In a move that demonstrates it's becoming more serious about the Internet of Things, Google is acquiring Xively, a Boston company with a platform for managing IoT devices.

The technologies of Xively, which was part of LogMeIn, will be added to Google’s cloud services, strengthening Google’s cloud competition with Amazon and Microsoft.

In 2014, LogMeIn acquired Ionia, a Boston-based software integrator that allows companies to link internet-connected devices into their sales and planning software systems.
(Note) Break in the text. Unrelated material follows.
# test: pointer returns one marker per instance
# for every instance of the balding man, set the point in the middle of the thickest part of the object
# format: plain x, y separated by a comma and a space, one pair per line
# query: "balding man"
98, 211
That $12 million acquisition was then merged into Xively, a LogMeIn product rolled out a year earlier.

Xively has a platform to easily and remotely manage multiple devices from one location, which I have seen in demonstrations by Xively.

The $50 million acquisition is subject to closing conditions, according to a Google blog post.

“The acquisition will complement Google Cloud's effort to provide a fully managed IoT service that easily and securely connects, manages and ingests data from globally dispersed devices,” stated Antony Passemard, product management, IoT, Google Cloud. “With the addition of Xively’s robust, enterprise-ready IoT platform, we can accelerate our customers’ timeline from IoT vision to product, as they look to build their connected business.”

LogMeIn will be leaving the IoT connectivity platform business, according to a blog post by Bill Wagner, president and CEO of LogMeIn, which has an AI-powered customer engagement portfolio.

Earlier this week, Google announced that it hired the former chief technology officer of Samsung to leads its Internet of Things business.

Last year, Google launched Google Cloud IT Core to facilitate the central management of globally dispersed IoT devices, which is pretty much what Xively does.

The Xively employees in Boston will be relocated to the Cambridge offices of Google, a Google spokesman told me.